С банкой они расправились в полторы минуты и снова легли на пол. Пухначев некоторое время слушал стрельбу, недалекие крики – кто-то кого-то окружал, кто-то кого-то арестовывал, пробовал понять жизнь ночи, но для того, чтобы её понять, ночь надо было знать – она была таинственная, тёмная, недобрая, улочка их, словно Богом забытая, по-прежнему была тиха, и Пухначев затяжно, обиженно, словно ребёнок, вздохнул.

– Чего тем короедам хотелось? – неожиданно спросил он.

– Каким? – не понял старик.

– Ну тем, что в дверь ломились?

– Болтали что-то насчет госпиталя. Видать, хотели здесь перевязочную устроить, старший всё злился, это он прикладом стучал, вспоминал какого-то Абдуллу, грозил с него шкуру снять, а второй уговаривал, говорил, что не надо волноваться, волнения не стоят шкуры и госпиталь тут делать тоже не резон – улица, мол, глухая, один конец тупиковый, второй выводит к Кабулке-реке, если бы он выводил в горы – тогда другое дело. А Абдулла, говорил он, им ещё пригодится. Это Абдулла закрыл гостиницу на ключ, завтра, дескать, придёт и откроет.

– Завтра – это сегодня?

– Да, завтра – это уже сегодня.

– Что будем делать, если они придут? – В который уж раз спросил Пухначев.

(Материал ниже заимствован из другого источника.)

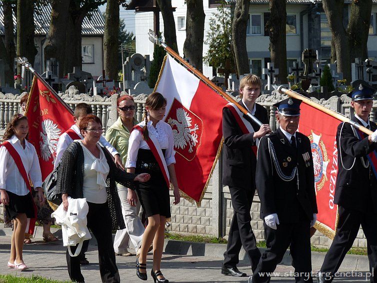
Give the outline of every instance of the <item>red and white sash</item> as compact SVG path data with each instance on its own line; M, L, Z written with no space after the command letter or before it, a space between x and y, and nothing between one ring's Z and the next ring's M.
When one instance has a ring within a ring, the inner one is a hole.
M72 128L68 128L66 131L66 133L74 140L82 140L80 136L78 134L77 132L74 132Z
M140 124L134 126L132 130L139 130L142 133L142 134L144 130L142 127L139 126ZM148 140L146 140L146 142L148 144L149 148L153 154L153 156L154 156L156 161L157 161L157 163L158 164L158 166L160 166L160 169L161 169L161 172L162 172L162 175L168 185L168 188L170 188L170 182L169 180L170 180L170 176L169 176L169 172L168 170L168 166L165 160L165 156L164 156L162 150L160 147L160 142L158 142L158 141L152 134L149 135L149 138Z
M9 142L5 141L2 143L2 144L0 145L0 146L4 146L9 152L10 156L12 156L12 158L14 160L17 166L17 168L18 168L18 171L20 171L20 174L21 174L25 182L26 186L28 187L28 188L30 192L30 198L32 198L33 208L34 208L34 214L36 216L36 217L35 218L30 218L30 222L28 221L28 220L30 218L28 218L28 227L26 226L26 231L28 232L29 234L33 234L34 233L34 228L36 226L36 221L37 209L36 206L34 202L34 199L32 198L32 186L30 184L30 180L28 177L28 174L26 172L25 167L24 166L22 160L21 160L21 156L20 156L18 152L17 152L17 150L16 150L16 148L14 148L12 144Z
M237 107L234 103L228 103L225 106L225 107L229 109L232 114L233 114L236 120L237 121L237 123L241 128L242 132L243 132L244 134L255 132L254 128L252 128L252 125L250 122L245 119L244 117L244 113L240 110L240 108ZM252 152L254 152L256 157L258 146L258 144L259 144L259 138L256 139L256 145L252 146Z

– Держаться и ждать, – сказал старик, – ждать и держаться. А потом взорвём себя.

Старику виднее, он – мудрый, опытный, все зубы съел, разгрызая орехи жизни, на то он и старик, Пухначев устроился поудобнее на жёстком, в нескольких местах истончившемся до картонной толщины одеяле, вытянул ноги и плотно закрыл глаза: он не верил в свою смерть.

Звал к себе Пухначев сон, но сон не приходил. Пухначев начал считать слонов: «Один слон, два слона, три слона», и так далее, досчитал до ста и – видать, действительно в каждой сказке – только доля сказки, всё остальное правда, – после «ста слонов» уснул.

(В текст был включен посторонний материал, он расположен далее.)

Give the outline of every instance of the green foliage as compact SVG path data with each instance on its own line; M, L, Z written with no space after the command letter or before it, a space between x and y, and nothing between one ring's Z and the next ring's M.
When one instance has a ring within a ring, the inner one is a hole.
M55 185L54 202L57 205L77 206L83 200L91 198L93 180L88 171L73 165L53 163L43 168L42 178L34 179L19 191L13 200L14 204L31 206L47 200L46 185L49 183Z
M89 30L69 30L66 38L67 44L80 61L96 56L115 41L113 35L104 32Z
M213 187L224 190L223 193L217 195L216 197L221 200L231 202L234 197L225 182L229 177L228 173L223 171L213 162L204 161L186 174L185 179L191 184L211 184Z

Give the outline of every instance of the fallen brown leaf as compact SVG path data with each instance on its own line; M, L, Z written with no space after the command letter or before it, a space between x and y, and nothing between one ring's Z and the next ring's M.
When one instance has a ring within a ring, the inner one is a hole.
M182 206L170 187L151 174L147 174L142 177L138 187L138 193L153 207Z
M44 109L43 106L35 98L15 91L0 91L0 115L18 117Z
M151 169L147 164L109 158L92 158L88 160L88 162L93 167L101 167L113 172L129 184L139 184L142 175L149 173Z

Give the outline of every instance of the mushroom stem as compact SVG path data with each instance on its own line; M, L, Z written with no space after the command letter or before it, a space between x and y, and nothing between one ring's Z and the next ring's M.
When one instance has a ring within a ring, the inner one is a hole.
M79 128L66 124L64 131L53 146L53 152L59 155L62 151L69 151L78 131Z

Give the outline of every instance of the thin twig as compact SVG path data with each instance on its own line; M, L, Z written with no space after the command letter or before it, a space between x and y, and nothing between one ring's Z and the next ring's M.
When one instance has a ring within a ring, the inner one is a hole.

Снился ему хлеб. Большой чёрный ноздреватый хлеб, каравай был только что вынут из печи – очень мягкий, очень свежий, очень душистый, куски крупно нарезаны, щекочуще благоухают вкусным хлебным духом, они летают перед ним, будто птицы, Пухначев наловил очень много таких птиц и во сне стал жадно есть. Давясь, некрасиво чавкая и брызгаясь слюной, опасаясь, что дивный хлеб этот исчезнет. Его растолкал старик, и Пухначев не сразу переместился из сна в грубую холодную явь.

– А? Чего? – забормотал он смятенно, стараясь понять, где он находится.

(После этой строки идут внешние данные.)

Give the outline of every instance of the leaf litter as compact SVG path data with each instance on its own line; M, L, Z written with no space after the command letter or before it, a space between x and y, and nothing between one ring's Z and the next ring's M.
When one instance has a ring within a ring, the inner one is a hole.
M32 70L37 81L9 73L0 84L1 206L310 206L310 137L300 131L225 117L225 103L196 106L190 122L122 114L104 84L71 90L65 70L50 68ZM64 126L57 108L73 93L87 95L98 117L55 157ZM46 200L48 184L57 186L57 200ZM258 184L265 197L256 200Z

– Не кричи, – предупредил его Чернов, – на улице – народ.

По тёмной улочке, сипло дыша, бежали люди. Побрякивало оружие. Один из бежавших светил перед собой фонариком, неяркий отблеск луча прыгал по потолку, перескакивал на стены, обозначался там на мгновение и снова перемещался на потолок, потом он исчез.

– Куда побежали эти люди?

– Не знаю.

– Интересно, кто это были: наши или не наши?

– Если бы я знал.

– Я что, кричал во сне?

– Да.

– Во сне я видел хлеб, много хлеба, просто на хлебозавод какой-то попал. К чему бы это?